Will I still get my paycheck?

As long as employees continue working, whether on site or remotely, our standard pay practices will continue through June 30. 

Employees who are available to work but not able to do so because of building closures or other limitations should speak with their supervisors, who will be working with Human Resources and other administrators to temporarily reassign employees as we are able.  

Are there any changes to the sick/leave time policy?

If you are unable to work due to a COVID-19 related illness and/or disability, you are required to contact your immediate supervisor and/or department head so that your attendance records are recorded and tracked. In addition, you must also contact Eileen Armstrong, Director for Benefits & Compensation, at You may also be asked to  complete the Employee Accommodation Form: COVID-19 Employee Accommodation Request


CARES Act - HEERF Funding

What is the CARES Act/Higher Education Emergency Relief Fund?

The Coronavirus Aid, Relief and Economic Security (CARES) Act was passed by Congress and signed into law to provide economic relief from COVID-19. One section of the CARES Act established the Higher Education Emergency Relief fund and sent money to schools to use for emergency financial aid grants to students for expenses related to the disruption of campus operations and courses moving to a remote learning format due to the pandemic, such as food, housing, course materials, technology, health care and childcare expenses. 

The disbursement, from the U.S. Department of Education as part of the CARES Act Higher Education Emergency Relief Fund, is designed to prioritize students with the greatest demonstrated need and ensure that funds are distributed as widely as possible.

Who is eligible for the CARES Act funding?

Under U.S. Department of Education rules for the program, CARES Act funding may apply to degree-seeking students enrolled at Manhattan College and attending classes on or after March 13, 2020 of the Spring 2020 semester, including graduating seniors. 

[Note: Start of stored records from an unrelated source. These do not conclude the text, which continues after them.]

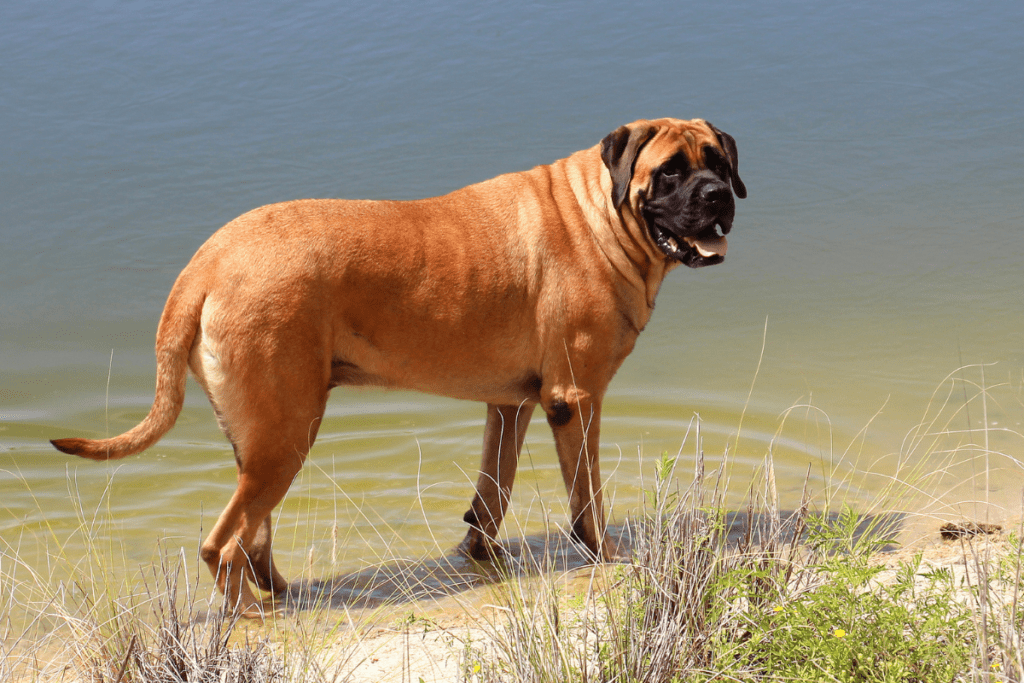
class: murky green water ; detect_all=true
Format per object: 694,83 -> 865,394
0,2 -> 1024,598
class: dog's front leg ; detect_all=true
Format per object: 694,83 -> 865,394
459,403 -> 535,560
544,386 -> 617,560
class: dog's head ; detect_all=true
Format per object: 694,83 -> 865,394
601,119 -> 746,268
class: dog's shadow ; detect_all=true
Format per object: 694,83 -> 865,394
275,525 -> 610,611
275,510 -> 902,612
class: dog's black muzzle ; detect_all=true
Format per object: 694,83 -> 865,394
642,170 -> 736,268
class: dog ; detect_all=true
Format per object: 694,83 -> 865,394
52,119 -> 746,616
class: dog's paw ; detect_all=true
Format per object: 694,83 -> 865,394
456,528 -> 508,562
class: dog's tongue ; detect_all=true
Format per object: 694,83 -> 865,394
683,236 -> 729,258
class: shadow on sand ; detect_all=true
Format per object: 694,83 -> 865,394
278,510 -> 903,611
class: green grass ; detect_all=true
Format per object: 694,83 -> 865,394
0,362 -> 1024,683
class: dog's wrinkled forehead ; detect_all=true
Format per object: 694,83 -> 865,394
633,119 -> 721,188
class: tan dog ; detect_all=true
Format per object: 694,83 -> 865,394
53,119 -> 746,615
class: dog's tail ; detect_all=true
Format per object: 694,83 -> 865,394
50,270 -> 206,460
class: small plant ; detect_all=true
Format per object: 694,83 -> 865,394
731,511 -> 973,683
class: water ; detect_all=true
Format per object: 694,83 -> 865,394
0,0 -> 1024,593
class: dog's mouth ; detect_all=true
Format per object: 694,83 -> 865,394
653,223 -> 729,268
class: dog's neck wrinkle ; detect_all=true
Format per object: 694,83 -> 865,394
553,152 -> 657,309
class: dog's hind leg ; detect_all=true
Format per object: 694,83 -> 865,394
193,339 -> 330,616
249,515 -> 288,594
459,403 -> 535,560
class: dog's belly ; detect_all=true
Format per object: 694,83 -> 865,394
331,321 -> 542,404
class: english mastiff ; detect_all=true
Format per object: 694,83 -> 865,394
53,119 -> 746,615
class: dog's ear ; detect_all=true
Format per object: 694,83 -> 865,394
705,121 -> 746,200
601,124 -> 656,209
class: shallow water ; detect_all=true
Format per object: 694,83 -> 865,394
0,0 -> 1024,593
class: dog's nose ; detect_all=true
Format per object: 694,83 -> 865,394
700,182 -> 729,204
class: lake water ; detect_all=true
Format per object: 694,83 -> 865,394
0,0 -> 1024,598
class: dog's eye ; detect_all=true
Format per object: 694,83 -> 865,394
659,155 -> 690,178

The Department of Education requires that such students meet federal Title IV financial aid eligibility requirements to qualify for the CARES Act assistance. 

Title IV eligibility includes:

  • Must have a high school diploma or equivalent, such as a GED, or completion of high school in an approved homeschool setting
  • Must be working on an approved degree or certificate that is at least 24 credits in length 
  • Must be a U.S. citizen, or permanent resident
  • Must have been enrolled in on-campus classes - students enrolled in all online coursework will not be eligible
  • Must not be in default of a federal student loan or owe a repayment of a federal grant
  • Must register with the Selective Service if a male, and at least 18 years old
  • Must be enrolled at least half-time (6 credits for undergraduate, 3 credits for graduate)
  • Must be in Satisfactory Academic standing (SAP). For more information on SAP guidelines please visit the Financial Aid website

Unfortunately, the U.S. Department of Education does not allow these funds to be used for international students, undocumented students, dual credit students, non-matriculated students, or students enrolled exclusively in online courses. 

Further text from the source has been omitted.